President Barack Obama has signed an expensive reform measure. But debate isn’t finished. The president jetted to Iowa, a swing state, to host a campaign-style event after signing the law. He dared opponents of his reform to make repeal the centerpiece of the November midterm elections.
“If they want to look Lauren Gallagher in the eye and tell her they plan to take away her father’s health insurance, that’s their right,” Obama boomed. “If they want to make Darlyne Neff pay more money for her check-ups, her mammograms, they can run on that platform.” But here’s where fact meets farce.
Obama can name-check ordinary Americans all he wants to. But the fact is people wouldn’t get help from this bill for years.
As an example, leftie radio host Matt Miller invites us to consider David Frum, who just left a job at the American Enterprise Institute. In a blog on The Washington Post’s Web site, Miller explains, “Luckily for the Frums, big government is here to save them.” How so? “Once Obamacare’s new insurance exchanges are up and running in 2014, the Frums -- and the other 300 million of us -- will never have to worry about being shut out of insurance coverage.”
So the liberal position is that if the unemployed can just hold out for another four years, they’ll be able to get health insurance. I don’t recall hearing that soundbite during the 14-month congressional debate over reform.

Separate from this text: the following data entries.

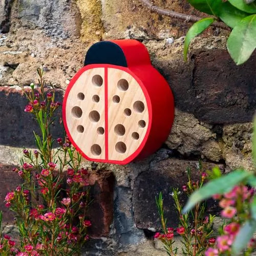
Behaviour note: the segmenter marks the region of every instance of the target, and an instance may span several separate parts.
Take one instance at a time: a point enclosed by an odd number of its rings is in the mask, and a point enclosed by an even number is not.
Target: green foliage
[[[245,62],[256,48],[256,14],[242,19],[227,42],[229,54],[238,65]]]
[[[254,15],[251,15],[254,16]],[[246,18],[248,18],[247,17]],[[256,118],[254,120],[253,136],[252,139],[253,158],[254,167],[256,167]],[[216,170],[215,170],[216,173]],[[217,173],[218,172],[217,171]],[[218,175],[217,175],[218,176]],[[214,175],[212,177],[214,177]],[[234,170],[228,174],[217,177],[210,181],[197,191],[194,192],[183,208],[183,212],[188,212],[200,201],[203,201],[214,195],[221,195],[234,189],[236,186],[249,184],[254,189],[256,188],[256,168],[254,172],[246,172],[242,169]],[[253,196],[248,203],[249,207],[242,204],[242,199],[238,200],[241,203],[237,206],[238,214],[239,210],[243,211],[239,218],[240,223],[244,223],[240,229],[236,239],[232,244],[231,255],[239,255],[242,250],[248,247],[248,242],[256,231],[256,196]],[[247,213],[246,213],[247,212]],[[250,252],[252,248],[249,247],[247,253]],[[248,255],[246,254],[245,255]]]
[[[214,17],[203,18],[189,29],[185,39],[185,60],[191,39],[214,21],[221,19],[233,29],[227,42],[227,48],[231,58],[237,65],[246,61],[256,48],[256,3],[247,4],[244,0],[188,1],[197,10]]]
[[[195,23],[190,27],[187,33],[185,38],[185,43],[184,46],[184,59],[186,60],[186,56],[188,46],[191,40],[196,36],[198,34],[202,33],[204,30],[207,29],[213,22],[214,19],[212,18],[203,18]]]
[[[189,198],[183,212],[190,210],[197,203],[216,194],[229,192],[236,184],[252,175],[242,169],[238,169],[225,176],[214,179],[194,192]]]

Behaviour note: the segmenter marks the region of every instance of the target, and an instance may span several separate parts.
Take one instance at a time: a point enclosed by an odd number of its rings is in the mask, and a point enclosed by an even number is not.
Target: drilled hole
[[[74,117],[76,118],[80,118],[82,116],[82,111],[80,108],[76,106],[74,106],[71,110],[71,114]]]
[[[114,103],[119,103],[120,102],[120,97],[118,95],[115,95],[113,97],[113,102]]]
[[[94,156],[99,156],[101,154],[101,148],[99,145],[94,144],[91,147],[91,152]]]
[[[140,137],[140,135],[138,133],[134,132],[132,134],[132,138],[135,140],[138,140]]]
[[[123,111],[123,113],[125,116],[130,116],[132,115],[132,111],[130,109],[125,109]]]
[[[126,151],[126,145],[121,141],[116,144],[116,151],[119,153],[123,154]]]
[[[121,91],[126,91],[129,88],[129,83],[127,80],[120,79],[117,83],[117,88]]]
[[[104,133],[105,132],[105,130],[104,130],[104,128],[103,127],[99,127],[97,129],[97,133],[98,134],[100,135],[102,135],[104,134]]]
[[[103,84],[103,79],[99,75],[93,76],[92,79],[93,85],[95,86],[101,86]]]
[[[89,114],[89,119],[92,122],[98,122],[100,116],[99,112],[96,110],[91,111]]]
[[[83,126],[82,125],[78,125],[77,127],[77,130],[78,133],[82,133],[84,131],[84,128],[83,128]]]
[[[145,106],[144,105],[144,103],[140,100],[137,100],[134,102],[133,104],[133,108],[136,112],[142,113],[144,111],[145,109]]]
[[[84,94],[82,93],[79,93],[78,94],[77,94],[77,98],[80,100],[83,100],[84,99]]]
[[[141,128],[144,128],[146,126],[146,122],[144,120],[140,120],[138,122],[138,124]]]
[[[94,102],[98,102],[99,101],[99,97],[98,95],[93,95],[92,99]]]
[[[122,124],[117,124],[114,129],[115,133],[119,136],[122,136],[125,133],[125,128]]]

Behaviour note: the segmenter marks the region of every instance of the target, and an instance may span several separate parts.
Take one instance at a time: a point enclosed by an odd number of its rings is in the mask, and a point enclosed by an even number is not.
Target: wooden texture
[[[148,112],[145,96],[134,78],[120,70],[109,68],[108,71],[109,158],[110,160],[122,161],[134,153],[142,142],[148,126]],[[121,82],[118,87],[119,81]],[[127,81],[127,83],[125,83],[125,81]],[[122,90],[122,86],[126,89],[127,84],[127,89],[125,91]],[[113,101],[113,97],[115,99],[116,96],[120,98],[119,103],[115,103]],[[136,102],[138,105],[136,105]],[[143,111],[143,108],[140,108],[142,106],[140,102],[144,105]],[[126,109],[131,110],[130,116],[125,115],[124,110]],[[141,120],[145,122],[144,127],[140,127],[139,125],[139,121]],[[119,124],[123,125],[125,129],[123,135],[122,129],[118,132]],[[116,130],[118,131],[115,130],[115,127]],[[133,133],[137,133],[138,134],[134,134],[133,136]],[[120,150],[118,151],[119,147],[121,146],[120,145],[122,145],[122,143],[117,145],[119,142],[122,142],[126,145],[126,150],[123,153],[119,152]],[[124,151],[122,148],[120,150]]]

But by all means, let’s have an election on that premise.
As an aside, Miller also writes that, “What many people don’t realize about the think tank world is that the policy types who serve as modestly paid fellows do so in large part for the health coverage.” Politico’s Mike Allen writes that Frum earned $100,000-a-year at AEI. Bet you wish you could be “modestly paid” like that, health coverage or not.
In any event, much about this bill and the way it was sold to Americans is farcical.
A key proponent of reform now explains, “The wealthy are getting way, way too wealthy. And the middle-income class is left behind.” Sen. Max Baucus adds that the problem is, “wages have not kept up with the increased income of the highest income Americans. This legislation will have an effect of addressing that mal-distribution of income in America.”
Oh, so the bill is aimed at income redistribution? Wow, thanks for telling us that after it passed. From reading the papers, one would have gotten the impression the bill was all about “covering the uninsured” (which even proponents admit it won’t do until 2014) and “bending the cost curve” (which it won’t do at all).
As if to prove that, the Associated Press reported (after the bill had become law), “The health care overhaul will cost U.S. companies billions and make them more likely to drop prescription drug coverage for retirees because of a change in how the government subsidizes those benefits.” Wow. Too bad we didn’t learn that before the signing.
Oh, but the mainstream media did a great job reporting on health care reform. They say so themselves.
“The conventional wisdom is that the press failed to educate the public about the bill's sweeping changes, leaving much of America confused about just what it contained,” wrote Howard Kurtz in The Washington Post the day after the House passed the bill. “That is largely a bum rap, for the media churned out endless reams of data and analysis that were available to anyone who bothered to look.”
There must have been any number of front-page stories explaining:
That the bill plans to collect 10 years of taxes to pay six years of benefits, so it won’t seem as expensive as it really is.
That the bill will encourage companies to dump retirees into Medicare Part D, a step that will cost the federal government several billion dollars.
That the Hill staff members who wrote the bill exempted themselves from its requirements.
My mistake for not finding those stories among the “reams of data and analysis” written about the proposal.
Obamacare contains more provisions that citizens aren’t aware of yet, and won’t like when they find out about. The time for farce is finished. Come November, let’s have a serious vote.